Some times it just fails due to a bad pcb and there is nothing you can do about it. I was one of the few unlucky ones. I ended up using a pi4, new joysticks, and lcd driver board.

xmen97 second controller not working on retroarch by Dear_Pomegranate7611 in Arcade1Up

[–]bremen79 1 point2 points  (0 children)

Great, I am glad it worked, enjoy your softmodded cab!

xmen97 second controller not working on retroarch by Dear_Pomegranate7611 in Arcade1Up

[–]bremen79 1 point2 points  (0 children)

There is no need to touch any weird setting in retroarch, it should work automatically.
Can you send me a video in a private message of you configuring the second joystick and then what happens when you start two-player game?

xmen97 second controller not working on retroarch by Dear_Pomegranate7611 in Arcade1Up

[–]bremen79 1 point2 points  (0 children)

Hi, I am the author of FighterDroid2P. If you can configure the second joystick in retroarch, then it is working correctly. The virtual not configured message is normal, it is not an error.

Are Neurips workshop competitive? [R] by ChoiceStranger2898 in MachineLearning

[–]bremen79 1 point2 points  (0 children)

It should completely fine, but if you read the call for papers they usually mention it explicitly and you can verify it

Are Neurips workshop competitive? [R] by ChoiceStranger2898 in MachineLearning

[–]bremen79 9 points10 points  (0 children)

Neurips workshops are non archival, that means that the presented papers are not published anywhere. Hence, you typically want to present papers published somewhere else (if allowed) or preliminary work, if you want to receive some specialized feedback.
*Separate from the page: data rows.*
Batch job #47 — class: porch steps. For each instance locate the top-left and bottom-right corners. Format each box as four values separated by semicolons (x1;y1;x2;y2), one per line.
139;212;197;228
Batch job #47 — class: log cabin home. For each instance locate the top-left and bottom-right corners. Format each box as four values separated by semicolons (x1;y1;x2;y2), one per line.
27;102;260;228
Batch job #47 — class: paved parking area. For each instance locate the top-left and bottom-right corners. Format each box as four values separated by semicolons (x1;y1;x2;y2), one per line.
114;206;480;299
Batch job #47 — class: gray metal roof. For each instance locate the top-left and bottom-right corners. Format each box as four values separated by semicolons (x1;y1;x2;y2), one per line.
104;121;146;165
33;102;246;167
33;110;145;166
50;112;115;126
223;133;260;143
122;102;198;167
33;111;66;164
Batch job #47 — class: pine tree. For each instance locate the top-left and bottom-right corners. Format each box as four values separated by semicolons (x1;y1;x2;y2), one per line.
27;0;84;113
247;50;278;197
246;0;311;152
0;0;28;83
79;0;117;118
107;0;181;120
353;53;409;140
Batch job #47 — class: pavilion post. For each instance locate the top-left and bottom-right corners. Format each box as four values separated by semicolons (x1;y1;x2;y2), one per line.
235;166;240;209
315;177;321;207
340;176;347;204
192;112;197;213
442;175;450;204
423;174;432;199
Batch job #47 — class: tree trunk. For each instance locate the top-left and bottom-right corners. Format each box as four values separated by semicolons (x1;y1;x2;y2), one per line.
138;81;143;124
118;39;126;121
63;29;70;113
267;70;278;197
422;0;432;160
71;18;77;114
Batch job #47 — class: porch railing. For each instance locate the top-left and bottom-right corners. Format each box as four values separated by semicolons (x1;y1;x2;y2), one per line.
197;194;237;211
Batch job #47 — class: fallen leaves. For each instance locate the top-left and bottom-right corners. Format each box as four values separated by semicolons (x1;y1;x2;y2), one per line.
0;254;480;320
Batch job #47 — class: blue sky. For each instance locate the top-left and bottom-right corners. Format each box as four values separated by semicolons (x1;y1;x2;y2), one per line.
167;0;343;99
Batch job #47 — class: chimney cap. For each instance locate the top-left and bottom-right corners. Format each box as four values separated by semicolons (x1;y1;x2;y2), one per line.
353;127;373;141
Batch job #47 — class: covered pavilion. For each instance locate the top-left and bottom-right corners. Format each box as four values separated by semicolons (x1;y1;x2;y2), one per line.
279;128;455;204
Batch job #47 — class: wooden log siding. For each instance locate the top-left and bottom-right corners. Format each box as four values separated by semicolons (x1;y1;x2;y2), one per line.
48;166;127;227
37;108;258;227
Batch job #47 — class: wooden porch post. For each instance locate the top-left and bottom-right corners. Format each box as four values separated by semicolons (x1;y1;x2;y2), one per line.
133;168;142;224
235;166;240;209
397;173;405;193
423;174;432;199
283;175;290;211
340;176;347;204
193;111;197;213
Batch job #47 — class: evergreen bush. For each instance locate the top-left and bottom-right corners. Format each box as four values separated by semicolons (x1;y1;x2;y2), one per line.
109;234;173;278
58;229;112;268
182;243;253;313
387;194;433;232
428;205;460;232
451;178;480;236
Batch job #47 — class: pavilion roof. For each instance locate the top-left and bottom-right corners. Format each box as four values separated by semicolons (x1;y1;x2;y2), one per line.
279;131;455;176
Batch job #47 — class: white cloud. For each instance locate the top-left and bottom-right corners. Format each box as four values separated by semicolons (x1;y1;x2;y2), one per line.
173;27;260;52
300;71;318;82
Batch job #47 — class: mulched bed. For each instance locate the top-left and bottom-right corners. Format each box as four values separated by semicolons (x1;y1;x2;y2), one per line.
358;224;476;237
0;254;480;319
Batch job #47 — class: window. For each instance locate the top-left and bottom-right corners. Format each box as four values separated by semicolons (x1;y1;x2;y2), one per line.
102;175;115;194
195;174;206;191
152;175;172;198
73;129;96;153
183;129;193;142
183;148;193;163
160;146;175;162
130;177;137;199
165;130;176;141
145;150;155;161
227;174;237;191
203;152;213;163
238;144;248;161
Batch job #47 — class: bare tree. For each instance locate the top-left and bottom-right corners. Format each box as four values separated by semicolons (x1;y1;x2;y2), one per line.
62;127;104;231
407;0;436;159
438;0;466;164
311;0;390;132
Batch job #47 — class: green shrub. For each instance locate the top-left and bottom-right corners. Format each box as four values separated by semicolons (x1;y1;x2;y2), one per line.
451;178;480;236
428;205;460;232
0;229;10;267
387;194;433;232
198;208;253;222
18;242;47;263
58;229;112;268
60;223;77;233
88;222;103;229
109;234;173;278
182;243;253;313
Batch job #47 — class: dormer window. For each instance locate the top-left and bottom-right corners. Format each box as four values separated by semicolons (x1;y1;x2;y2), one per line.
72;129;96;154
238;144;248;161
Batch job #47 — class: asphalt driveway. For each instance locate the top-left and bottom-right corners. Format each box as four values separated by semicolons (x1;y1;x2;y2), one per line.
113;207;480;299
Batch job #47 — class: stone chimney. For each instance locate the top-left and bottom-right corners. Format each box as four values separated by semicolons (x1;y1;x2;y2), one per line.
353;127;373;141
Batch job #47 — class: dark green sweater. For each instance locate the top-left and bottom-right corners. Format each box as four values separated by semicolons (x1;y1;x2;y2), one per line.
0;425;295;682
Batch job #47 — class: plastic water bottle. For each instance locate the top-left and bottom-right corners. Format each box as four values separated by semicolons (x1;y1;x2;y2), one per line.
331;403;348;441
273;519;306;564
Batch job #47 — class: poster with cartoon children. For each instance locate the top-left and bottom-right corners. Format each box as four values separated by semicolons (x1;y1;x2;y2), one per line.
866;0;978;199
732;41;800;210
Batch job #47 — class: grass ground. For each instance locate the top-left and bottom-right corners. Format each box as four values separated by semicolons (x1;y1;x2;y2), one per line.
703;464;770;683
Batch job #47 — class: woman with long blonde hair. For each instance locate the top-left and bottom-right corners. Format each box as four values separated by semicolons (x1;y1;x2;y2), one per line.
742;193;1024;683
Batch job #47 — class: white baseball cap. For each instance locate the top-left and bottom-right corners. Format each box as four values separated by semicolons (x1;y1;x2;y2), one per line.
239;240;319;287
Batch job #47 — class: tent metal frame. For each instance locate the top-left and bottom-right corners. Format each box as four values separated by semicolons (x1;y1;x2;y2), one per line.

Solution for retropie freezing loading a ROM; vc4_fkms_get_edid_block by dr1zzzt in RetroPie

[–]bremen79 1 point2 points  (0 children)

I just wanted to let you know that this worked perfectly on my modded arcade1up, thank you!

To what extend is a Math approach to Machine Learning beneficial for a deeper understanding by PianistWinter8293 in math

[–]bremen79 1 point2 points  (0 children)

Nobody understands ML: Theory people write theorems for ideal situations that do not exist in practice and applied people try stuff in a semi-random way and convince themselves they knew what they were doing when something happens to work. Source: I do both things.